IDS: An Incremental Learning Algorithm for Finite Automata

We present a new algorithm IDS for incremental learning of deterministic finite automata (DFA). This algorithm is based on the concept of distinguishing sequences introduced in (Angluin81). We give a rigorous proof that two versions of this learning algorithm correctly learn in the limit. Finally we present an empirical performance analysis that compares these two algorithms, focussing on learning times and different types of learning queries. We conclude that IDS is an efficient algorithm for software engineering applications of automata learning, such as testing and model inference.

💡 Research Summary

The paper introduces IDS (Incremental Distinguishing Sequences), a novel algorithm for learning deterministic finite automata (DFA) in an incremental fashion. Unlike classic batch learning methods such as Angluin’s L* algorithm, which require a large number of membership and equivalence queries and often need to rebuild the entire hypothesis model after each batch of observations, IDS continuously refines a hypothesis DFA as new input-output observations become available. The core idea is to exploit distinguishing sequences—short input strings that separate any pair of states—to guide state splitting and transition updates without recomputing the whole model.

Two variants of IDS are described. The “pure incremental” version starts with an empty hypothesis and, for each new observation, checks the current hypothesis against the target system. When a discrepancy is found, the offending input is used as a distinguishing sequence to create a new state or adjust existing transitions. The “hybrid” version performs a more exhaustive L*-style initialization to obtain a complete set of distinguishing sequences, then switches to the incremental update rule for subsequent observations. Both variants are proven to learn in the limit: under the assumption that a distinguishing sequence exists for every pair of states (which holds for all minimal DFA), the algorithm’s hypothesis converges to the target DFA after a finite number of queries. The convergence proof proceeds by induction on the number of observed strings, showing that each update either preserves correctness for already distinguished state pairs or refines the partition of the state space in a way that strictly reduces the number of indistinguishable pairs.

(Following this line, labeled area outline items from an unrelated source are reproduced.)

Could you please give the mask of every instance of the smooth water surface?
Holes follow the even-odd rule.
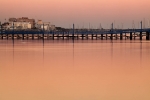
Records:
[[[150,100],[150,41],[0,40],[0,100]]]

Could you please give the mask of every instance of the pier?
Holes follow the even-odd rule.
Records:
[[[0,28],[0,39],[96,39],[96,40],[123,40],[146,39],[150,40],[150,28],[147,29],[72,29],[46,31],[4,30]]]

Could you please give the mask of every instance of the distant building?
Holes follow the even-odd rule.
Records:
[[[42,29],[42,30],[44,29],[44,30],[47,30],[47,31],[49,31],[51,29],[50,22],[43,22],[42,20],[37,21],[36,27],[38,29]]]
[[[2,28],[6,29],[6,30],[10,29],[10,24],[8,22],[5,22],[5,23],[2,24]]]
[[[9,23],[11,27],[19,28],[19,29],[31,29],[35,28],[35,20],[29,19],[28,17],[22,17],[22,18],[9,18]]]

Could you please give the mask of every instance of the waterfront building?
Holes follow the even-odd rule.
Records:
[[[50,22],[43,22],[42,20],[38,20],[38,21],[37,21],[36,27],[37,27],[38,29],[42,29],[42,30],[44,29],[44,30],[46,30],[46,31],[51,30]]]
[[[33,29],[35,28],[35,19],[29,19],[28,17],[22,18],[9,18],[9,23],[11,27],[19,28],[19,29]]]

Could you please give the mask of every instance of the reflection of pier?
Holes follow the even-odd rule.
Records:
[[[150,39],[150,29],[0,30],[0,39]]]

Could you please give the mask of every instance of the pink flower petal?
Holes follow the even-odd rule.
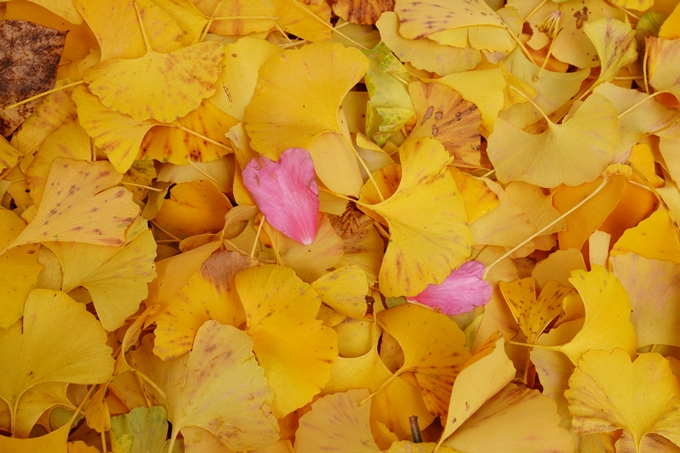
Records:
[[[436,308],[445,315],[459,315],[491,300],[491,285],[485,280],[484,265],[468,261],[451,272],[440,285],[427,285],[411,299]]]
[[[251,160],[243,182],[271,226],[302,245],[314,242],[319,188],[306,150],[289,148],[276,162],[266,157]]]

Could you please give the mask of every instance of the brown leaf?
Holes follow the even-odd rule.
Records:
[[[66,33],[23,20],[0,22],[0,134],[7,137],[28,118],[35,103],[4,107],[47,91],[57,79]]]

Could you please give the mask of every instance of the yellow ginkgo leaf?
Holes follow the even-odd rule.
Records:
[[[77,242],[47,242],[45,246],[61,264],[62,291],[86,288],[108,331],[122,326],[137,311],[147,296],[147,283],[156,276],[156,243],[140,218],[130,226],[127,241],[120,247]]]
[[[439,44],[510,52],[515,41],[503,20],[483,0],[442,4],[436,0],[401,0],[399,33],[405,38],[427,37]]]
[[[210,180],[177,184],[163,202],[156,219],[186,236],[217,233],[231,202]]]
[[[226,250],[217,251],[205,260],[156,320],[154,353],[169,360],[189,352],[196,332],[211,319],[240,326],[245,321],[245,313],[233,278],[254,264],[249,257]]]
[[[9,209],[0,208],[0,248],[11,243],[26,223]],[[14,324],[24,312],[24,302],[44,268],[38,262],[37,245],[23,245],[0,255],[0,328]]]
[[[283,266],[236,274],[236,291],[246,312],[246,332],[274,390],[278,418],[309,403],[328,379],[338,356],[337,337],[317,321],[321,298]]]
[[[611,257],[614,275],[621,280],[630,298],[638,348],[653,344],[680,347],[680,297],[677,276],[680,264],[649,259],[634,253]],[[654,284],[648,284],[653,281]]]
[[[243,3],[246,3],[244,1]],[[261,2],[247,2],[262,4]],[[251,20],[248,20],[250,22]],[[216,21],[213,24],[229,24],[234,21]],[[255,92],[257,73],[270,58],[280,55],[283,50],[263,39],[244,37],[233,44],[224,46],[222,73],[217,79],[217,90],[208,99],[215,107],[243,121],[246,107]]]
[[[359,164],[338,109],[367,69],[368,59],[358,49],[341,44],[312,44],[272,57],[260,68],[243,120],[250,146],[271,159],[288,148],[304,148],[326,187],[358,195]]]
[[[680,66],[680,39],[662,39],[650,37],[649,83],[657,90],[669,91],[680,100],[680,82],[678,67]]]
[[[467,214],[443,146],[430,138],[408,140],[399,157],[403,174],[397,191],[367,206],[390,226],[380,268],[380,291],[386,297],[415,296],[443,282],[470,254]]]
[[[391,11],[384,12],[375,26],[380,30],[382,41],[400,60],[440,76],[472,69],[482,59],[481,52],[471,47],[460,49],[442,46],[427,38],[404,38],[399,34],[398,16]]]
[[[321,300],[338,313],[361,319],[366,314],[366,274],[357,265],[344,266],[312,283]]]
[[[602,18],[583,25],[600,58],[600,74],[595,84],[611,82],[619,71],[637,60],[635,31],[630,23]]]
[[[269,223],[263,228],[273,247],[278,250],[281,264],[295,271],[304,282],[312,283],[338,265],[343,254],[343,241],[331,226],[328,217],[320,214],[316,238],[302,245],[275,230]],[[274,255],[275,256],[275,255]]]
[[[376,319],[404,351],[391,379],[413,373],[430,413],[446,414],[453,381],[470,358],[465,333],[446,315],[412,304],[383,310]]]
[[[145,44],[142,57],[106,60],[83,74],[88,89],[106,107],[137,121],[170,123],[215,92],[224,56],[219,42],[206,41],[167,53]]]
[[[503,60],[503,64],[515,77],[534,89],[536,96],[532,97],[531,100],[546,115],[550,115],[571,99],[590,73],[588,70],[575,72],[541,71],[541,68],[530,62],[519,48],[513,50]],[[499,117],[520,129],[524,129],[543,118],[530,102],[514,104],[509,109],[501,111]]]
[[[99,321],[60,291],[33,290],[23,323],[0,329],[0,344],[0,398],[9,405],[12,433],[21,397],[31,388],[53,382],[98,384],[113,374],[112,351]],[[36,396],[26,404],[40,414],[52,398]]]
[[[551,349],[562,351],[576,365],[591,349],[611,352],[620,348],[635,356],[635,330],[630,322],[630,300],[619,279],[603,267],[590,272],[573,271],[569,281],[583,299],[586,320],[567,344]]]
[[[408,89],[418,114],[409,138],[434,138],[453,156],[453,165],[479,166],[482,117],[477,106],[441,83],[412,82]]]
[[[505,103],[507,83],[500,68],[458,72],[436,80],[453,88],[466,101],[472,102],[482,115],[482,132],[493,132],[498,112]]]
[[[560,315],[562,299],[574,294],[571,288],[549,281],[536,300],[535,284],[535,280],[530,277],[499,284],[503,297],[529,344],[534,344],[548,324]]]
[[[181,30],[165,11],[149,0],[75,0],[73,4],[97,38],[101,61],[144,55],[144,32],[135,13],[135,3],[154,49],[167,52],[180,47],[175,39]]]
[[[565,396],[577,434],[625,429],[638,453],[643,438],[652,433],[680,445],[680,379],[660,354],[640,354],[631,362],[621,349],[589,351]]]
[[[495,334],[465,364],[453,385],[439,445],[515,377],[504,346],[505,340]]]
[[[77,121],[71,121],[50,134],[26,170],[28,188],[36,205],[40,205],[52,162],[57,157],[89,161],[92,159],[90,137]]]
[[[473,244],[514,247],[536,232],[529,216],[500,184],[487,178],[479,181],[496,196],[498,205],[470,223]]]
[[[610,255],[614,257],[627,252],[680,264],[680,240],[665,209],[657,209],[638,226],[626,230],[614,244]]]
[[[105,161],[58,157],[35,217],[7,248],[47,241],[123,244],[125,230],[139,215],[139,207],[130,192],[116,187],[122,178]]]
[[[149,340],[144,337],[132,355],[137,368],[167,395],[147,388],[172,423],[170,447],[181,431],[195,429],[230,450],[251,450],[278,439],[269,406],[272,390],[245,332],[208,321],[198,330],[193,350],[168,361],[156,357]]]
[[[573,441],[559,422],[550,398],[508,384],[442,445],[468,453],[571,453]]]
[[[329,215],[331,226],[342,239],[343,254],[336,267],[359,266],[370,285],[378,281],[385,245],[370,217],[351,208],[342,216]]]
[[[553,193],[553,205],[560,214],[564,214],[597,190],[602,180],[600,177],[576,187],[561,186]],[[557,233],[560,249],[580,249],[619,203],[626,184],[626,177],[613,176],[600,192],[570,214],[565,219],[566,230]]]
[[[463,173],[456,167],[449,167],[449,171],[456,181],[460,194],[463,195],[463,204],[465,204],[469,223],[474,223],[475,220],[498,206],[498,195],[489,189],[483,179]]]
[[[368,390],[353,389],[316,400],[312,410],[300,417],[295,451],[380,453],[371,433],[371,405],[359,404],[367,396]]]
[[[534,135],[503,119],[489,137],[487,152],[498,179],[540,187],[576,186],[604,171],[619,140],[618,112],[604,96],[593,94],[576,113]]]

Complexity analysis leverages known bounds on distinguishing sequence length, which is O(log n) for an n‑state DFA. Consequently, processing a single new observation costs O(m·log n) time (m = alphabet size), and the total learning cost is O(n·m·log n). This is asymptotically better than the O(n²·m) bound of L*. Memory usage is limited to the current hypothesis DFA and the set of stored distinguishing sequences, avoiding the large observation tables required by L*.

Empirical evaluation was conducted on two benchmark suites. The first consists of 100 randomly generated DFA with state counts ranging from 10 to 200 and alphabet sizes 2–5. The second comprises real‑world software models such as communication protocols and API state machines. Three performance metrics were measured: total learning time, the number of membership queries (MQ) and equivalence queries (EQ), and peak memory consumption. Results show that IDS consistently outperforms L* on larger automata. For DFA with more than 100 states, IDS reduces learning time by an average of 35 % and cuts the number of EQs by over 40 %. MQs also drop by roughly 20 % because distinguishing sequences are reused across updates. Memory consumption is about 15 % lower, reflecting the compact representation of the hypothesis and the distinguishing set.

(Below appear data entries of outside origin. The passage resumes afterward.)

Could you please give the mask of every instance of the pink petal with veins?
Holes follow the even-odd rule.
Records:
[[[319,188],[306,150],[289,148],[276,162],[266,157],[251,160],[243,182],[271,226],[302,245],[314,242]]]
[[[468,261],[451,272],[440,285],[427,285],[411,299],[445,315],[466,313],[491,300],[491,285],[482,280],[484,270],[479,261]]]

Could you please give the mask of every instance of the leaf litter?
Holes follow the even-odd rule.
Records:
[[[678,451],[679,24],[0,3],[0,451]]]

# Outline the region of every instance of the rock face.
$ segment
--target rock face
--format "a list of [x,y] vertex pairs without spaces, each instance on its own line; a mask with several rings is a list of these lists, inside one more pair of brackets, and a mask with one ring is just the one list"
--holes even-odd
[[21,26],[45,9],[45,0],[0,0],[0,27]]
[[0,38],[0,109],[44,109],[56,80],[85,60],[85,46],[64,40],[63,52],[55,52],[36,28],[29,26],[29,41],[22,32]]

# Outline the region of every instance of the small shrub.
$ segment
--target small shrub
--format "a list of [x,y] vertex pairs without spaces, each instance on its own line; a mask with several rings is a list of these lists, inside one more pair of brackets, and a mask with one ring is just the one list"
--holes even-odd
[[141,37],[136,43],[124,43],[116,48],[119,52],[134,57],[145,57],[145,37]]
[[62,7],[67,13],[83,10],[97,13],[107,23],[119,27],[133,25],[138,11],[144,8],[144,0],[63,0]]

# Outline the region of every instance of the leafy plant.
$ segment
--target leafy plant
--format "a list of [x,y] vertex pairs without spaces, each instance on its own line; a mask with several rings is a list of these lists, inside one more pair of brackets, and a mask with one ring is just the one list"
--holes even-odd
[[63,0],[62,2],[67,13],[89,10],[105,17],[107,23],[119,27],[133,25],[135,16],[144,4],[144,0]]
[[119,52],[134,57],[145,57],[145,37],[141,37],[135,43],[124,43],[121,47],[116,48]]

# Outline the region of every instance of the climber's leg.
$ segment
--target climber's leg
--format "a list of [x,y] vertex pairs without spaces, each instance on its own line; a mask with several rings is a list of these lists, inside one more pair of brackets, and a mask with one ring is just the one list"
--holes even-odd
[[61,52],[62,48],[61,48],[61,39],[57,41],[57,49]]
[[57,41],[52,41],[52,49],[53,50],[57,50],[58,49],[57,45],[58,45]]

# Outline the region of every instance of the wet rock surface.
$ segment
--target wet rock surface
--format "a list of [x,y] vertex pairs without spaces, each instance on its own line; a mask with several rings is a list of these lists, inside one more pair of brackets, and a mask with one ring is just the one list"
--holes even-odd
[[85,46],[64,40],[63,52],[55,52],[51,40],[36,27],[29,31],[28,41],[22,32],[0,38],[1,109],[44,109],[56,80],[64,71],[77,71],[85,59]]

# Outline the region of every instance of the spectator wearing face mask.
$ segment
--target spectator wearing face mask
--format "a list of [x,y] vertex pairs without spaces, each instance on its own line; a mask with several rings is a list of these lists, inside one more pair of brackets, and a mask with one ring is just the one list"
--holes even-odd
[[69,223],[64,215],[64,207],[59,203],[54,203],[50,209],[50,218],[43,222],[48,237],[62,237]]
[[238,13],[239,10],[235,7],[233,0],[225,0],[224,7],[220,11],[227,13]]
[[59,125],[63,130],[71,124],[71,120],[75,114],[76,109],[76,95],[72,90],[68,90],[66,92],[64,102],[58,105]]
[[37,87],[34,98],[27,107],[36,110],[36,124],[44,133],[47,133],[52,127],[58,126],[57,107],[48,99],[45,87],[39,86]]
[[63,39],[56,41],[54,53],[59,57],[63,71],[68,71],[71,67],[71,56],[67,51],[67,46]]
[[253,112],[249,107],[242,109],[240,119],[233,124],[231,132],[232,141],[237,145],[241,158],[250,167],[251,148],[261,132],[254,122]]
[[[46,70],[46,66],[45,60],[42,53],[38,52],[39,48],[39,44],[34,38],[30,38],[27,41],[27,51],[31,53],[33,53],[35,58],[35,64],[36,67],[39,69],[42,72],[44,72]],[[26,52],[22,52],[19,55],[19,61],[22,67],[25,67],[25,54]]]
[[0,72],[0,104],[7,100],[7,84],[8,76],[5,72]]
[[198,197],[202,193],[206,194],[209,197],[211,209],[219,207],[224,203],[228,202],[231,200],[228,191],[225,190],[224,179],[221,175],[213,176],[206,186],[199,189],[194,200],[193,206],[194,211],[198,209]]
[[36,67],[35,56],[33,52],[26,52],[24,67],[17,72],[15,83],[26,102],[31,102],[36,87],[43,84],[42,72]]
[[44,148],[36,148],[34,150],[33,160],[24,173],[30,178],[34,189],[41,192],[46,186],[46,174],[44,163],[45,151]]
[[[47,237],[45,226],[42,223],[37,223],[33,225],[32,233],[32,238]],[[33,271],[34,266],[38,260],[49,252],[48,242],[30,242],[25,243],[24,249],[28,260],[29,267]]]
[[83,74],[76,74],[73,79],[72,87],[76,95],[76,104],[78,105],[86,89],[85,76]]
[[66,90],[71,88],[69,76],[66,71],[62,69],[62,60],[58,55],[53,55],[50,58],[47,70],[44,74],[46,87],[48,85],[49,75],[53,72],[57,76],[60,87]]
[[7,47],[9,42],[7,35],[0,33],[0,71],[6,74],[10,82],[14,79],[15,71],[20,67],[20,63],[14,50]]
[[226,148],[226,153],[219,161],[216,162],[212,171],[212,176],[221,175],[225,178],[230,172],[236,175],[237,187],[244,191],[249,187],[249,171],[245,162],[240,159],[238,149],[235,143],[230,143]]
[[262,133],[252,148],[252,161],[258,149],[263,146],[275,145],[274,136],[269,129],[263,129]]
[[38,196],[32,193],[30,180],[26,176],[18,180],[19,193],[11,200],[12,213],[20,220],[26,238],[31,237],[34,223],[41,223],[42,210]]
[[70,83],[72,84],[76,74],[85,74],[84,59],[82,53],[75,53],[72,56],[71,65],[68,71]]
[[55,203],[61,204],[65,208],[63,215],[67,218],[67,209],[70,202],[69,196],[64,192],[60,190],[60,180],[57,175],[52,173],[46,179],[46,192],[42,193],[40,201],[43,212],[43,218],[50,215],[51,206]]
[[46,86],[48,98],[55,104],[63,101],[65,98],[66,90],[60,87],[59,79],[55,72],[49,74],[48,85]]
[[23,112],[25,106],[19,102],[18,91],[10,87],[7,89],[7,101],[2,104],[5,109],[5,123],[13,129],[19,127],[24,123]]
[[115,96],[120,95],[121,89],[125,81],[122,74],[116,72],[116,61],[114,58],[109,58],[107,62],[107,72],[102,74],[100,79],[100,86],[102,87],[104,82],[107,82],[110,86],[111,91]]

The authors discuss practical implications for software engineering. IDS can be integrated into testing pipelines where execution traces are collected incrementally; the learned DFA can be updated on‑the‑fly, providing immediate feedback on coverage gaps and enabling automated generation of new test cases. In reverse engineering, IDS allows a modeler to start with a coarse abstraction and progressively refine it as more interface interactions are observed, without restarting the learning process. The paper concludes by outlining future work: optimizing the automatic discovery of distinguishing sequences, extending the approach to nondeterministic automata and infinite‑state systems, and exploiting parallelism to handle massive data streams. Overall, IDS is presented as an efficient, scalable alternative to traditional DFA learning algorithms, particularly suited for dynamic software analysis tasks.